Establishing the role of inflammatory pathways in migraine pathophysiology could help identify locations and targets for specific anti-migraine treatments and contrast the different migraine types. For example, the extent to which the BBB is altered or not in migraine is essential to determine the site of action of current and future migraine treatments. Neuroinflammatory imaging signals may also become possible future biomarkers for migraine. Therefore, it will be critical to determine whether microglial activation occurs in MO (especially whether the tracer 11C-PBR28 shows similarities in MO and MA), if macrophage activation occurs in MA, and if either occurs in FHM.

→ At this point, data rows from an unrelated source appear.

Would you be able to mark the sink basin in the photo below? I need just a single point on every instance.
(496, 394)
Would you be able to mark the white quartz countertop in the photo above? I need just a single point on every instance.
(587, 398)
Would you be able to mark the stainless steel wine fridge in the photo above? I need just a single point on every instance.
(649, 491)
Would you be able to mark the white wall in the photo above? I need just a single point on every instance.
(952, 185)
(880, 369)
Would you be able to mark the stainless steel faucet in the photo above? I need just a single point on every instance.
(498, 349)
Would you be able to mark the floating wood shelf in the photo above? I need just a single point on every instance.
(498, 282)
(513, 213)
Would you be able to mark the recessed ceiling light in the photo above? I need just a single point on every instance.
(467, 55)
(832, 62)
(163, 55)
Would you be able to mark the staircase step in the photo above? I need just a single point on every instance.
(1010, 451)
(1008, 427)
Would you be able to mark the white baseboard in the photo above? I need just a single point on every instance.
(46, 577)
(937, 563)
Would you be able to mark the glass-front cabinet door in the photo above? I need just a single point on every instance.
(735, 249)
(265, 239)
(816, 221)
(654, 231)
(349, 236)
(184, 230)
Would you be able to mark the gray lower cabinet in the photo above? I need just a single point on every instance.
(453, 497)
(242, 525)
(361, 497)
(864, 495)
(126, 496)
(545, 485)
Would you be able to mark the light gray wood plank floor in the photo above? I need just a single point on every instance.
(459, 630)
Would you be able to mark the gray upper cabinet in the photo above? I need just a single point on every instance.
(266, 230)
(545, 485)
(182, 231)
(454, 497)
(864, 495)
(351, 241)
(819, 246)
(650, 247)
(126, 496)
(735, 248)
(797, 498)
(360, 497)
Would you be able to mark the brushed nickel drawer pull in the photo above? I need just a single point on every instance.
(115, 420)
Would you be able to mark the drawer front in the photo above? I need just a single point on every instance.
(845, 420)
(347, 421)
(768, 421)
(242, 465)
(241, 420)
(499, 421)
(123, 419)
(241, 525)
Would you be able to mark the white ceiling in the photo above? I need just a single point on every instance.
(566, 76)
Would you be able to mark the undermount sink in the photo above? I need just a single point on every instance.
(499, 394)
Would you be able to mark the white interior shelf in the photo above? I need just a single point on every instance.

In summary, brain imaging circa 2022 provides an essential tool to understand the natural history of migraine and is a viable way to reconcile emerging preclinical and clinical data. It also holds great promise for discovering and interrogating key biological processes in human brain underlying this enigmatic neurovascular disorder. At this point, more studies are needed along with more specific and selective markers of cells and tissues as well as efforts to harmonize the protocols and newly acquired data sets between laboratories.